En los papeles, la residencia es una instancia formativa, de práctica profesional. Sin embargo, de acuerdo con el relevamiento realizado por la Asamblea de Residentes de la Nación, el 61,4% de los encuestados se queda a cargo del servicio por el que rota y el 85,4% considera que sostiene los servicios de las instituciones en las que se desempeña. 

Por otro lado, los profesionales médicos señalan que el trabajo con el Covid-19 es muy rutinario desde lo profesional; se controlan las mismas variables una y otra vez, la misma secuencia todos los días. “Los primeros meses con la cuarentena obligatoria sólo venían pacientes de urgencia, por lo que se vio disminuido la diversidad de pacientes que un residente podía ver por día y se minimizó su su aprendizaje. También se suspendió por períodos las cirugías programadas. Creo que fue un año con muchas limitaciones para la formación de un residente”, opina Naveira. 

De acuerdo con la especialidad, hubo residentes que estuvieron menos exigidos por la pandemia que otros. Rocío Rimoldi, en el primer año de psiquiatría en el Hospital Nacional de Salud Mental y Adicciones Laura Bonaparte, resalta que el impacto directo del Covid-19 en su servicio fue menor, a diferencia de otros como terapia intensiva o clínica médica. Además, el retraso del ingreso de la nueva camada hizo que ellos, los “R1”, se incorporaran recién en septiembre, sin el cansancio de los primeros siete meses de la pandemia. 

Sin embargo, en el caso de las residencias que dependen del Ministerio de Salud de la Nación, todos sufrieron un golpe en el bolsillo, que los llevó a realizar dos jornadas de paro. En enero pasado dejaron de percibir el “bono incentivo” que se implementó a principios de 2020 para complementar sus salarios. De acuerdo con la explicación oficial, se trató de una demora en la prórroga de la norma que lo instauró, que venció en enero de 2021. Finalmente, y tras las medidas de fuerza, se decretó su extensión pero sólo hasta junio. Los residentes temen que vuelva a interrumpirse entonces, en el invierno, cuando es una posibilidad que el país esté nuevamente afectado por un nivel alto de casos y los profesionales de salud, de nuevo al borde del colapso. 

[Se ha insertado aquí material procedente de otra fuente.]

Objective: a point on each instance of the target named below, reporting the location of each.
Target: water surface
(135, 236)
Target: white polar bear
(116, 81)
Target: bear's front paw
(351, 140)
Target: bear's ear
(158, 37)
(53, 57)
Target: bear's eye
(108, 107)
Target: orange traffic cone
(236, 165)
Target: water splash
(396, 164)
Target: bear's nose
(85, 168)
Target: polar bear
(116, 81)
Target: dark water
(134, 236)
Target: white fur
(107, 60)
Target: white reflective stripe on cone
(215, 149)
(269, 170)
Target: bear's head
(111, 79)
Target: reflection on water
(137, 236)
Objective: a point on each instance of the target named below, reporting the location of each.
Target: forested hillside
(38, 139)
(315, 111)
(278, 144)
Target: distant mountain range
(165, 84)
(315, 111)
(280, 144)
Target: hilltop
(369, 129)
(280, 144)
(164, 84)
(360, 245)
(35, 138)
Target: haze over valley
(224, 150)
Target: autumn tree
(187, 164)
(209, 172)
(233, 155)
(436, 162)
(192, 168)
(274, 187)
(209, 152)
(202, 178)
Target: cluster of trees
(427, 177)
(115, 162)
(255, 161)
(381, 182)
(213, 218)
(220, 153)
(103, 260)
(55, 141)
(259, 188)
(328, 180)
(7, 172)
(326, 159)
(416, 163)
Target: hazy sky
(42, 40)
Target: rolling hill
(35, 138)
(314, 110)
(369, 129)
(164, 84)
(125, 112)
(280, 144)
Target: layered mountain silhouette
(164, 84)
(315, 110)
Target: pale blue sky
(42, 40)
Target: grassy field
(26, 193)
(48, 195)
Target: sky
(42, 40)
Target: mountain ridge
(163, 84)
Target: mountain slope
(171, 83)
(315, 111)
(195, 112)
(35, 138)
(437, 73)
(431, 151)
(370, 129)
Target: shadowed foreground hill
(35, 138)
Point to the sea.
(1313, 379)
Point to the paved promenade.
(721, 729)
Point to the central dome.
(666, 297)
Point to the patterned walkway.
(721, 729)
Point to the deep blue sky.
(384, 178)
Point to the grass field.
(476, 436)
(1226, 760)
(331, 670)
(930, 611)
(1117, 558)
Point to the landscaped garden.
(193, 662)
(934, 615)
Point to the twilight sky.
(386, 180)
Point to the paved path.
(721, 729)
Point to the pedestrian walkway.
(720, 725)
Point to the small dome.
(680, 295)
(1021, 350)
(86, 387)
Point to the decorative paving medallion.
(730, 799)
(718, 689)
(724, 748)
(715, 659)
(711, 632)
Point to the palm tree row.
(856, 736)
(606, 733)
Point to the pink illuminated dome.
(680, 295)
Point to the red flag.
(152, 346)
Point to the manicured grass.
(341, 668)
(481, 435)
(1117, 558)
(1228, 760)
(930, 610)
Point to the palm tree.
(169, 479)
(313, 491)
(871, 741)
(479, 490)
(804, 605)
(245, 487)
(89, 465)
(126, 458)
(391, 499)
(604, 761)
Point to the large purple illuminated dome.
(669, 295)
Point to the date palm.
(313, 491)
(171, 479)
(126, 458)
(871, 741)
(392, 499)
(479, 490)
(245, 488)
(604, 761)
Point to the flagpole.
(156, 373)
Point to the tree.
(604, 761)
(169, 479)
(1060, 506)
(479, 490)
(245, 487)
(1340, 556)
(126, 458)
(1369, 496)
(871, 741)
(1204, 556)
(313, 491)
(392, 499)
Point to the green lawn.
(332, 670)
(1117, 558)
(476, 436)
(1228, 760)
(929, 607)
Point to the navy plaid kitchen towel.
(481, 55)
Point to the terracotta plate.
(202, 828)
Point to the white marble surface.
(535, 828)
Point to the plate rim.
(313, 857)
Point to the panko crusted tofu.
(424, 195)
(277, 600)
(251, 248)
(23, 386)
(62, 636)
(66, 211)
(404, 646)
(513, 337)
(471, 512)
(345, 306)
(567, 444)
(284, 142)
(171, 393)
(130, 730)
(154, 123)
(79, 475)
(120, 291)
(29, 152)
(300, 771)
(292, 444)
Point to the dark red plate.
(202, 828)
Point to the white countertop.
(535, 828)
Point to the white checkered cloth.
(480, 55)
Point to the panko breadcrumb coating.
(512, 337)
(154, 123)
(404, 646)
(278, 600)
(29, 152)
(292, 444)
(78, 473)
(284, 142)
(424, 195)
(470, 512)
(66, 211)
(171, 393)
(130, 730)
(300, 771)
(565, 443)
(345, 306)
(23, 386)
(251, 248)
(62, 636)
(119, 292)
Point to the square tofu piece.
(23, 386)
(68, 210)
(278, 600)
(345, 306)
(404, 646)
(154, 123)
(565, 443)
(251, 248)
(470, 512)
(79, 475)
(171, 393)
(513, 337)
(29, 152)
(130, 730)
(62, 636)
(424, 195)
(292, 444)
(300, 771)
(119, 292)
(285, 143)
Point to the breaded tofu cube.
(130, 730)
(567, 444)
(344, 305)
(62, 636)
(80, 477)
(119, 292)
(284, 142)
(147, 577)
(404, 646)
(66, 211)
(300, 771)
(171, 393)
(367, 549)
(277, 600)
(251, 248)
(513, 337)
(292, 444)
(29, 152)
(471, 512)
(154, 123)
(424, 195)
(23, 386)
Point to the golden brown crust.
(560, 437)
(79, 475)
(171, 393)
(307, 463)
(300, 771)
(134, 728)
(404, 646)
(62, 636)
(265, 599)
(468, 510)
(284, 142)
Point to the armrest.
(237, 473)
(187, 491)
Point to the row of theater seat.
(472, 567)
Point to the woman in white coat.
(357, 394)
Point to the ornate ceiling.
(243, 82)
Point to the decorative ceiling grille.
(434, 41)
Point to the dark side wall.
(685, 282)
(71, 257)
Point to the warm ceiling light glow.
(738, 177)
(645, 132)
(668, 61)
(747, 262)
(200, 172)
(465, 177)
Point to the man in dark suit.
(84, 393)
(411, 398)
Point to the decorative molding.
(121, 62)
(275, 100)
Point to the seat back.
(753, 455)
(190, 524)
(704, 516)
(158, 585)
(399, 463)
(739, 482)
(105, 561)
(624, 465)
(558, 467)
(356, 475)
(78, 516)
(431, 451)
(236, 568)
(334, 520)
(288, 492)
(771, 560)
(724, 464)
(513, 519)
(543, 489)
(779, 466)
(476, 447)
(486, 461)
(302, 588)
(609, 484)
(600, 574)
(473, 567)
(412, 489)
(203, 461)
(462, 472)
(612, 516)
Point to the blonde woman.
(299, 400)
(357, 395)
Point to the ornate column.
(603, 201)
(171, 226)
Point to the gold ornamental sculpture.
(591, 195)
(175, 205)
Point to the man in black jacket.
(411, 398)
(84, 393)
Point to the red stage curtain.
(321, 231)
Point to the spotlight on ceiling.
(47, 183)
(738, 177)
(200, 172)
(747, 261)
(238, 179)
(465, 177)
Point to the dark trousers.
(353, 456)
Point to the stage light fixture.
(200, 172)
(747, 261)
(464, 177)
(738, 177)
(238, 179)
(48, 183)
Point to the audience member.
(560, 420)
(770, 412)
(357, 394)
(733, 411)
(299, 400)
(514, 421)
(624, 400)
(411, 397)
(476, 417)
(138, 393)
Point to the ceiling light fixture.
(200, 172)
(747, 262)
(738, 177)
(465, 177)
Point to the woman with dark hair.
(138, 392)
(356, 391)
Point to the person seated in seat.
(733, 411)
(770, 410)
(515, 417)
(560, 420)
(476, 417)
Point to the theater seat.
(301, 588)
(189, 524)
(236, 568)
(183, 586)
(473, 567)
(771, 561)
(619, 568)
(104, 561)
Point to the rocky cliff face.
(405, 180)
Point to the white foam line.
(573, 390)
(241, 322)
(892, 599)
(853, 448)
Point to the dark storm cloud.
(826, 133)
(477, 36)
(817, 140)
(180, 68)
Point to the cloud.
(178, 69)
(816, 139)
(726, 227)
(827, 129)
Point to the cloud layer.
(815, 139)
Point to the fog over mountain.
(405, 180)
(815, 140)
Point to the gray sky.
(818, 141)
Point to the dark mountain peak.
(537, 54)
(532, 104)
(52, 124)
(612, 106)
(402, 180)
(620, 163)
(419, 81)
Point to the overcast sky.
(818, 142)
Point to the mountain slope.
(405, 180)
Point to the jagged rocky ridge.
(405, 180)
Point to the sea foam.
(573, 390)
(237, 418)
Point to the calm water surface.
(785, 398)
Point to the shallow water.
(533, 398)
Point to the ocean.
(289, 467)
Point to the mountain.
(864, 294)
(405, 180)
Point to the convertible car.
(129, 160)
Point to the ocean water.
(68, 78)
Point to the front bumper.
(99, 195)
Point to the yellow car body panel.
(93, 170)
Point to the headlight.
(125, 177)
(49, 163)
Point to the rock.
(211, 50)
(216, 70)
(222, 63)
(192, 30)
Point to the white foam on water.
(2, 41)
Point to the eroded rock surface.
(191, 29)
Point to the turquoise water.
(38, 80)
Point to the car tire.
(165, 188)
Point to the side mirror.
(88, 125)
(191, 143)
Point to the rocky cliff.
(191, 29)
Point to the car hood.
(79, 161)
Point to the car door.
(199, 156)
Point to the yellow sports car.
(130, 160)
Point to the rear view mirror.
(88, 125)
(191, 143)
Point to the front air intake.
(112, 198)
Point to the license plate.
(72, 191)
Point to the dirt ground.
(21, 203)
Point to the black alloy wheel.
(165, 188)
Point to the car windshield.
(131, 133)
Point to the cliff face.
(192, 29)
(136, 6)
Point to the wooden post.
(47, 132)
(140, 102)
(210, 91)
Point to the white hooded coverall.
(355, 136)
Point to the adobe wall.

Según datos aportados por la Asamblea de Residentes de la Nación, los residentes de primer año que dependen del Ministerio de Salud de la Nación cobran $37.774 netos; los de segundo, $42.077; los de tercero y cuarto, $46.388 y los jefes de residentes, $50.697, lo que se complementa con un bono no remunerativo de $12.500 en los primeros dos casos y de $10.000 en el resto. Este bono es superior sólo para las residencias de epidemiología, donde va de los $26.760 adicionales a los $41.000. 

Los salarios son algo más altos en las residencias que dependen del Gobierno de la Ciudad de Buenos Aires, donde van de $60.000 a $63.000 más un bono de $10.000. También en las residencias de Provincia de Buenos Aires (de $56.000 a $70.000, sin bono) y las que dependen de la Universidad de Buenos Aires (UBA), en las que el promedio es de $65.000 más un bono de $4.000.  

El 97% de los residentes considera que el salario que recibe no es acorde al trabajo que realiza. De hecho, más de la mitad necesita recibir ayuda económica de su entorno o tiene otro ingreso para poder afrontar los gastos cotidianos. Aún así, y después de un año especialmente difícil, se preparan para sostener la atención y para multiplicarse al ritmo de los nuevos casos. Para sobreponerse al hastío y pasar la segunda ola.